Pour les PME, les leviers existent. Archiver soi-même ses contenus critiques. Privilégier des solutions auto-hébergées pour les données sensibles. Maintenir des sauvegardes hors plateforme. Ce ne sont pas des précautions excessives : c’est le minimum quand le web ouvert recule.

Notre position

Chez LeCollectif, nous pensons qu’un web ouvert est un bien commun. Internet Archive ne menace pas les éditeurs de presse : il préserve leur travail pour les générations futures. Bloquer une bibliothèque parce qu’on a peur d’un voleur, c’est fermer les portes du savoir sans empêcher le vol.

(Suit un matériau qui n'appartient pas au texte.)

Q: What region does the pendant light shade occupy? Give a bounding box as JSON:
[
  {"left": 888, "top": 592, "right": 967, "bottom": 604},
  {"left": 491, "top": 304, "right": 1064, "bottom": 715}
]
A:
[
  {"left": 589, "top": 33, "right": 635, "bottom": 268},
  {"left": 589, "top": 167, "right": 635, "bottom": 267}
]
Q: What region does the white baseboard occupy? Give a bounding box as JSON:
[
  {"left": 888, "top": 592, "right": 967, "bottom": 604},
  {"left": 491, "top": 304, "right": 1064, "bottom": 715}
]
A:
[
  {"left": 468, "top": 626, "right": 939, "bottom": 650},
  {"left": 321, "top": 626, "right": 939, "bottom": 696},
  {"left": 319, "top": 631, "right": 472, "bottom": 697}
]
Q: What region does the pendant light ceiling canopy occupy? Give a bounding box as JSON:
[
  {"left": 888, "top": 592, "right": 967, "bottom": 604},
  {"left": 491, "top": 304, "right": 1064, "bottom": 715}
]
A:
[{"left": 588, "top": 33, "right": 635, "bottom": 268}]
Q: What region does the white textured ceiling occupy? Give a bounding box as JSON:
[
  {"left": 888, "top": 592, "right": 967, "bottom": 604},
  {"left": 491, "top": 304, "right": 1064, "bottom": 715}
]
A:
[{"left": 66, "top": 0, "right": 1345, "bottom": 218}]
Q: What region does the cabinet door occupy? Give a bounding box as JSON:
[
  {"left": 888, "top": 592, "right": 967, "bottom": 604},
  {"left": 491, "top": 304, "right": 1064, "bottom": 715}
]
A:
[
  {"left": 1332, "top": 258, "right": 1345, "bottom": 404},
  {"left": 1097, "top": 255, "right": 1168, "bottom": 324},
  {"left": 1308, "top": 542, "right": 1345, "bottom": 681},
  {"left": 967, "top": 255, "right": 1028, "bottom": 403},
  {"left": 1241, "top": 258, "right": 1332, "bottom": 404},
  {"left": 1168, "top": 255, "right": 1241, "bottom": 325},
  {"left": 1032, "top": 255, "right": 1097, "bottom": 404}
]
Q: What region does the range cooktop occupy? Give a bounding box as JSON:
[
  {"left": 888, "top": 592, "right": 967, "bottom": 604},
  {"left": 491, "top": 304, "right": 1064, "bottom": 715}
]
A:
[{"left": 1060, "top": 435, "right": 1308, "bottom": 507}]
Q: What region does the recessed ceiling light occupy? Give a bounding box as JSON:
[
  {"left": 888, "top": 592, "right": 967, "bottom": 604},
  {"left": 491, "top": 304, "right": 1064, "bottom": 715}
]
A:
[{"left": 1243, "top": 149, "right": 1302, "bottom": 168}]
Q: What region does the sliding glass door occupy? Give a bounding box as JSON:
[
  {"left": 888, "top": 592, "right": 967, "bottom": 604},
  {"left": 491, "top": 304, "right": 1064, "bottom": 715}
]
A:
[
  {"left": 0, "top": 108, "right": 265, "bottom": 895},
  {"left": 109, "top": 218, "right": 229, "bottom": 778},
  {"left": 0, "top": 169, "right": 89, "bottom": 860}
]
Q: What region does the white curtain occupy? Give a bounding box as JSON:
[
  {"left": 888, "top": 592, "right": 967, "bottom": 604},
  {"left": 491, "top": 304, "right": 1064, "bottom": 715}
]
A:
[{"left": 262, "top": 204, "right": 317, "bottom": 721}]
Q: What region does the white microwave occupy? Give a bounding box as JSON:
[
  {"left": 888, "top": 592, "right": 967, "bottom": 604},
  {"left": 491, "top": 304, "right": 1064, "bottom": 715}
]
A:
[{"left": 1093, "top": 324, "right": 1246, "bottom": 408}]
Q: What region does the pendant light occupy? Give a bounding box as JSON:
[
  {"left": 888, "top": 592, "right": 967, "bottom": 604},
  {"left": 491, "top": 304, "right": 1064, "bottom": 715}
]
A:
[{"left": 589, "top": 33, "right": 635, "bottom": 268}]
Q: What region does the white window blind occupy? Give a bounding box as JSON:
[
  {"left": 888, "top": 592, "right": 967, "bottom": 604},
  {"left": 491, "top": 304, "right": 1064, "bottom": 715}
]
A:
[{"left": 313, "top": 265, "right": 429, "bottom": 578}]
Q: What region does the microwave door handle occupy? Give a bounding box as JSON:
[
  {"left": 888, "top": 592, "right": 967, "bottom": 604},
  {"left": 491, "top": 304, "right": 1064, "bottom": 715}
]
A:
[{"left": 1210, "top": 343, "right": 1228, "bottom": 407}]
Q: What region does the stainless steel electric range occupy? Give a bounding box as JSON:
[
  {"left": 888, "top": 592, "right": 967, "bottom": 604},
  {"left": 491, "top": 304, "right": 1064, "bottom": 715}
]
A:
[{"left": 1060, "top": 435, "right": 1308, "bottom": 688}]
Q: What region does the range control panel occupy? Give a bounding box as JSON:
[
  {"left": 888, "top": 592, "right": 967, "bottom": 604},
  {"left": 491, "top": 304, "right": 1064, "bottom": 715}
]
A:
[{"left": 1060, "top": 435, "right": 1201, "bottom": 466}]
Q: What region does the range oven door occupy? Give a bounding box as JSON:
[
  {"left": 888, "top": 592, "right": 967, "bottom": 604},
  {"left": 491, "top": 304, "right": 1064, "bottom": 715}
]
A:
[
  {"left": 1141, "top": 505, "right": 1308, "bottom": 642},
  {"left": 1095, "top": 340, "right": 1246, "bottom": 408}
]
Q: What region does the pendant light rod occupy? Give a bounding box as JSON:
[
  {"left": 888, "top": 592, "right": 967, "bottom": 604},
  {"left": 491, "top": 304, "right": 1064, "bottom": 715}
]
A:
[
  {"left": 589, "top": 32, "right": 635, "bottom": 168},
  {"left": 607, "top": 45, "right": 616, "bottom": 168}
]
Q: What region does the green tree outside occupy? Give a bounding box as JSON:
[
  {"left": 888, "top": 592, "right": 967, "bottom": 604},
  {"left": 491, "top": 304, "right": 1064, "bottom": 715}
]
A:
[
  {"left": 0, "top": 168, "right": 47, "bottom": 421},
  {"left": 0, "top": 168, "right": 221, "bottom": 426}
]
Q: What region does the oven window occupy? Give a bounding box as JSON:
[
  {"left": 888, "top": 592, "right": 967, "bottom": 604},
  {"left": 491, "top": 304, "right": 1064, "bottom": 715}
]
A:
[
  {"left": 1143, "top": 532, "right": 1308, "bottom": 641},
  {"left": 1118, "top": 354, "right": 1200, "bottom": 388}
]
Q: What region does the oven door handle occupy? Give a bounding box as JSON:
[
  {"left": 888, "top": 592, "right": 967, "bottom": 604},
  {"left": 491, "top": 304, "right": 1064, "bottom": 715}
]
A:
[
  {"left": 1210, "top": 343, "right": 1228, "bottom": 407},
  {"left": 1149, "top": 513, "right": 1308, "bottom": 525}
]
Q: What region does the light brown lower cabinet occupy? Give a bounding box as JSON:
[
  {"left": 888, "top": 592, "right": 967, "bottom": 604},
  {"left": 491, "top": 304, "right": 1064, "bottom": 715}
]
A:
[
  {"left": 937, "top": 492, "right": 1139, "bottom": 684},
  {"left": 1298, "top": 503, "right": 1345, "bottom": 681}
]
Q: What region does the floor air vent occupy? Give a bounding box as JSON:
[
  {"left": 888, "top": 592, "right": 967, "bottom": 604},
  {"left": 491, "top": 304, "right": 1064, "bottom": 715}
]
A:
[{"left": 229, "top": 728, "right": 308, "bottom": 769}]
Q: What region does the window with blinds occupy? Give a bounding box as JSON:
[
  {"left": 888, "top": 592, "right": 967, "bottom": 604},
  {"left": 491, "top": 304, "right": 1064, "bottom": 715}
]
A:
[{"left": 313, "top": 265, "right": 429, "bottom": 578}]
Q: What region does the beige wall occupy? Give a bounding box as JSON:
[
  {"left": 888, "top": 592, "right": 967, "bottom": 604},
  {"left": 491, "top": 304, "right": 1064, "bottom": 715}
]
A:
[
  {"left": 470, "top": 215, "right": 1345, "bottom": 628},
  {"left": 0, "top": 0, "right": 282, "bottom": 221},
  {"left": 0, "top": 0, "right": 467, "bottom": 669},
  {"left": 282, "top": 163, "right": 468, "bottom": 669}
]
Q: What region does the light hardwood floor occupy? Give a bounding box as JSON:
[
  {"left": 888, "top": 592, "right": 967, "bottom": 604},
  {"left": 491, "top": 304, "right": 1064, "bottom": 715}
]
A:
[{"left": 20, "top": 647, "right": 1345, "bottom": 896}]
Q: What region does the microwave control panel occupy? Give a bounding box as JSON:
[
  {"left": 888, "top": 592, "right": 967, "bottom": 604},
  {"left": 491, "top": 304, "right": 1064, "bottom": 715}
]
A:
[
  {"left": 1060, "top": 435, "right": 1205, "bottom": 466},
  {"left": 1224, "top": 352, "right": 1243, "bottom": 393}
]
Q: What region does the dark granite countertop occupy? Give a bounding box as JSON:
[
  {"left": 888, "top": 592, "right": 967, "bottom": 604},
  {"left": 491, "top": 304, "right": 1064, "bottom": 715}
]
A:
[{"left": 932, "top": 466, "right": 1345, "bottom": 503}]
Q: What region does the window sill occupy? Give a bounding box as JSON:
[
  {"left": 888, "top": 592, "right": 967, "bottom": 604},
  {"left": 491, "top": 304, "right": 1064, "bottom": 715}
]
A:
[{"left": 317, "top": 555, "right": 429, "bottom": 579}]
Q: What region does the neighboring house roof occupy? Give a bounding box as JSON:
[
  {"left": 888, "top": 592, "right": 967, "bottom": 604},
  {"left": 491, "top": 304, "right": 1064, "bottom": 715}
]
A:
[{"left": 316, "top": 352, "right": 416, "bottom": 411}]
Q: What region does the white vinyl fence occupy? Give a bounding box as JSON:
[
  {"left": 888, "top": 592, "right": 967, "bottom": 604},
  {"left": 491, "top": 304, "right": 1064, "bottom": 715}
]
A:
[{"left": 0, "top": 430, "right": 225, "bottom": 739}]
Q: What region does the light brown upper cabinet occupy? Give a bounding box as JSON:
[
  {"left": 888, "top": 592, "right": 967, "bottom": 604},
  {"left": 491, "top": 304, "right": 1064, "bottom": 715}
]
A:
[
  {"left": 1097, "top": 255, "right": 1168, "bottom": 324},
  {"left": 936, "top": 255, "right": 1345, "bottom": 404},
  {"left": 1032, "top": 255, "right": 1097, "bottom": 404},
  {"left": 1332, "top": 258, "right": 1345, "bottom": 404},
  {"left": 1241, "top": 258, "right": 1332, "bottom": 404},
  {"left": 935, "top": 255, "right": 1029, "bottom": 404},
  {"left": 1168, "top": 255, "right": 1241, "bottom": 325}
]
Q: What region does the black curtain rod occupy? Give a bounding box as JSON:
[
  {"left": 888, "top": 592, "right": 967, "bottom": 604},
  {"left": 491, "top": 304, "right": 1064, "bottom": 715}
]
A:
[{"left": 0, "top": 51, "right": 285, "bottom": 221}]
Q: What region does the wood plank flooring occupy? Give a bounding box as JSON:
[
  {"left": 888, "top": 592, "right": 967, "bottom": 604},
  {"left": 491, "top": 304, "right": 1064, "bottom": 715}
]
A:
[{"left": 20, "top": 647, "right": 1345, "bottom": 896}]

Les PME qui prennent au sérieux la maîtrise de leurs données sont mieux positionnées que celles qui subissent les décisions des plateformes. Posséder votre infrastructure, archiver vos contenus, contrôler vos fichiers robots.txt en connaissance de cause : voilà ce qui vous différencie des entreprises qui découvrent, après coup, qu’elles ont effacé leur propre mémoire.

Sources principales : EFF, « Blocking the Internet Archive Won’t Stop AI, But It Will Erase the Web’s Historical Record », mars 2026 ; Techdirt, « News Publishers Are Now Blocking The Internet Archive, And We May All Regret It », février 2026.